In a usual scenario, the locking nut should be easy to unscrew with several turns to the left. However, it may so happen that you are finding it hard to loosen it because you are bike has been lying unused for a while. If so, a pair of pliers will work just fine to slacken the nut.


#5 Securely Attach the Pump Head onto the Valve

Once the valve is ready to accept the pump head, press the pump’s nozzle down onto the valve and ensure that the head is firmly held in place by lifting the pump’s lever so that it is at a 90-degree angle. This will avoid any unwanted loss of air.

attaching the pump head to the valve

Do note that not all pumps are designed with levers that need to be pulled up. Some bike pumps may feature switches that require flipping down or levers that require pushing in to fasten the nozzle to the valve.
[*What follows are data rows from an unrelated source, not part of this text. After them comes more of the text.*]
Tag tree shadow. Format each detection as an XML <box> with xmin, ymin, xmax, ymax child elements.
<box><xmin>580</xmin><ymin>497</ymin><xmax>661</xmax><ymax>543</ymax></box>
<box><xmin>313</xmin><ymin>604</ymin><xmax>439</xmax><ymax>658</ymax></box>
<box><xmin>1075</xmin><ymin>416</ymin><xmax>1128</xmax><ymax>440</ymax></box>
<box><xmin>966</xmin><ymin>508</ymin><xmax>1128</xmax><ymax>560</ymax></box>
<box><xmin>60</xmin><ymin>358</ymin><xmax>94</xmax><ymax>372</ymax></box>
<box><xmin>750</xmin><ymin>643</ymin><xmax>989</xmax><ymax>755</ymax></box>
One of the ways to determine whether the pump’s head has been correctly attached to the valve or not is to observe the tire at the time of pumping. If the tire fails to expand while pumping or if you notice air seeping out instead of going into the valve, it could imply that the pump head has not been attached properly and you need to remove it and reattach it.
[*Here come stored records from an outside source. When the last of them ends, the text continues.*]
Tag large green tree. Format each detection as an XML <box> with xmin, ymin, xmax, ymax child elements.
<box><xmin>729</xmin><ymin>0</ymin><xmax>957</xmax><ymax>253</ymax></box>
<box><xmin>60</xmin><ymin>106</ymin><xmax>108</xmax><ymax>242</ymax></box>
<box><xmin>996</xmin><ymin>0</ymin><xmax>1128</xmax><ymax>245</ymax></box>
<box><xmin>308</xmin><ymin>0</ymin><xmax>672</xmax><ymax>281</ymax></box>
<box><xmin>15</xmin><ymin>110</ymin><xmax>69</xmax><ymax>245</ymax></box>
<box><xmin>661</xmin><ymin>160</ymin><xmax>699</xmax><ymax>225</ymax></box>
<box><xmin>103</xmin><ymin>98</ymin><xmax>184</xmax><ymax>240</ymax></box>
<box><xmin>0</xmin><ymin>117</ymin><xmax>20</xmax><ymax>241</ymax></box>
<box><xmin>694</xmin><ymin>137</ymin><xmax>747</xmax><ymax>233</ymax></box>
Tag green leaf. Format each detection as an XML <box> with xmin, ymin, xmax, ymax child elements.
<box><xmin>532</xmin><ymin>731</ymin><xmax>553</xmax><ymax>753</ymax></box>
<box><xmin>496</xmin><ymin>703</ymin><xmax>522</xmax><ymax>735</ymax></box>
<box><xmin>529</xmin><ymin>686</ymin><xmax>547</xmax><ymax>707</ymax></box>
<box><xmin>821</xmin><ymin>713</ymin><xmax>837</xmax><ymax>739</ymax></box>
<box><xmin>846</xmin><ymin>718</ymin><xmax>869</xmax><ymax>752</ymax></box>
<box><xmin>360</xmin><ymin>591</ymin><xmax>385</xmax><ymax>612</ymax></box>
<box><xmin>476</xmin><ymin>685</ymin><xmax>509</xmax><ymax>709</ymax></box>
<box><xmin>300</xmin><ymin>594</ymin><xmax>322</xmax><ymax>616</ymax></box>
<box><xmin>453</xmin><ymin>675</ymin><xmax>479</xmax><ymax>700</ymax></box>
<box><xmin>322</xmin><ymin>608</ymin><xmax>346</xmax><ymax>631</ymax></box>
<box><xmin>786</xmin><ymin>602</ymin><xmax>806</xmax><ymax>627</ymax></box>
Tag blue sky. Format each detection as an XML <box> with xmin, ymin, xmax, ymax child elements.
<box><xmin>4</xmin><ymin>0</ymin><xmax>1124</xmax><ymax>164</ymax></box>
#6 Leverage Your Hands or Body Weight to Pump Tires

Once the nozzle head has been fitted onto the valve properly, your bike’s tires are good to inflate. When pumping with a hand pump, use one hand to hold the pump head tightly on the valve and the other for pumping. If you are using a freestanding floor pump, place your feet on the base to keep the pump still and use both arms to pull and push the pump handle.
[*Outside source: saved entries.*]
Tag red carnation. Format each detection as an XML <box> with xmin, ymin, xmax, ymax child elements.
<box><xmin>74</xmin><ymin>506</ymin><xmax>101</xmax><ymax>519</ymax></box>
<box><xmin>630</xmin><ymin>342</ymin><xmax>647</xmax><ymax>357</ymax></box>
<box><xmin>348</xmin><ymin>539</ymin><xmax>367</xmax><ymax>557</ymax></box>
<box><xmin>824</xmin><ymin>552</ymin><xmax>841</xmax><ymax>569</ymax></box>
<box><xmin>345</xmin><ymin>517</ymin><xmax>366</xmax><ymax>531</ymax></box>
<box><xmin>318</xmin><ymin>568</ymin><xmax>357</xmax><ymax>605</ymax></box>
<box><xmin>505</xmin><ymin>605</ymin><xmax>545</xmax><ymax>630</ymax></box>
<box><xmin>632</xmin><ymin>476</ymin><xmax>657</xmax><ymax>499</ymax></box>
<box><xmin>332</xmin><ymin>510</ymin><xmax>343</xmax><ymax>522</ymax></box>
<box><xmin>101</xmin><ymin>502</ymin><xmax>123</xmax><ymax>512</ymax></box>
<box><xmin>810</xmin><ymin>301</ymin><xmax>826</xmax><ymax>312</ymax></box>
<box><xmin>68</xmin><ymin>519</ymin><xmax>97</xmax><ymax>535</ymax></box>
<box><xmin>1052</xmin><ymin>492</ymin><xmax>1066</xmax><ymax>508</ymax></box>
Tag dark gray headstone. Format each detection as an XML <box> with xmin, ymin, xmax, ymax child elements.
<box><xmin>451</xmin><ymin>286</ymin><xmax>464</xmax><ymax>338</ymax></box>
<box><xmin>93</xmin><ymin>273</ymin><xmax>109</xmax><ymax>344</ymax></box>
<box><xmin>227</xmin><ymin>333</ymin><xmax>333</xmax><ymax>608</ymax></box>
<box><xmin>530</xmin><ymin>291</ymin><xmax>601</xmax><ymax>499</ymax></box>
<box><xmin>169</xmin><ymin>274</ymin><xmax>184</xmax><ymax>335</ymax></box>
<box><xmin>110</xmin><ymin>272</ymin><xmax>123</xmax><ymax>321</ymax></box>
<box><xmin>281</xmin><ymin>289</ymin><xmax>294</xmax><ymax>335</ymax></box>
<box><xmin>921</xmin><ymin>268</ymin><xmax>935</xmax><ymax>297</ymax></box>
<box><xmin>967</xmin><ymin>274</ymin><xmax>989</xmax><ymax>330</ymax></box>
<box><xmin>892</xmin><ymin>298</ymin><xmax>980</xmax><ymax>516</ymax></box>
#7 Ensure Optimal Air Pressure During Tire Inflation

An optimal PSI can ensure your bike’s tires have just the right amount of air to roll fast and smoothly. Leverage the pressure gauge on your pump to find out how much air is remaining in the tire and how much more is needed for full inflation.

checking bike tire pressure

If your pump doesn’t feature a gauge, you can use your thumb to feel the tire for its hardness. Alternately, you can grip both sides of the tire and squeeze to check whether the tire feels firm enough. The level of stiffness will indicate whether the tire has been properly inflated or not.


#8 Detach the Pump Nozzle Carefully to Avoid Loss of Air

After you are done with pumping the tires to the desired air pressure, flip the switch on the pump’s head to loosen the nozzle and detach it. Next, tighten the locking nut clockwise to firmly close the valve (applies to Presta valves only). Follow this by replacing the valve’s dust cap as soon as possible to avoid considerable air loss.


#9 Start Riding

Pat yourself on the back as you have successfully inflated your bicycle tires using a bike pump. You are now all set to shred the tarmac on your own or in a group with rides that feel safe, smooth and stable for long hours in the saddle.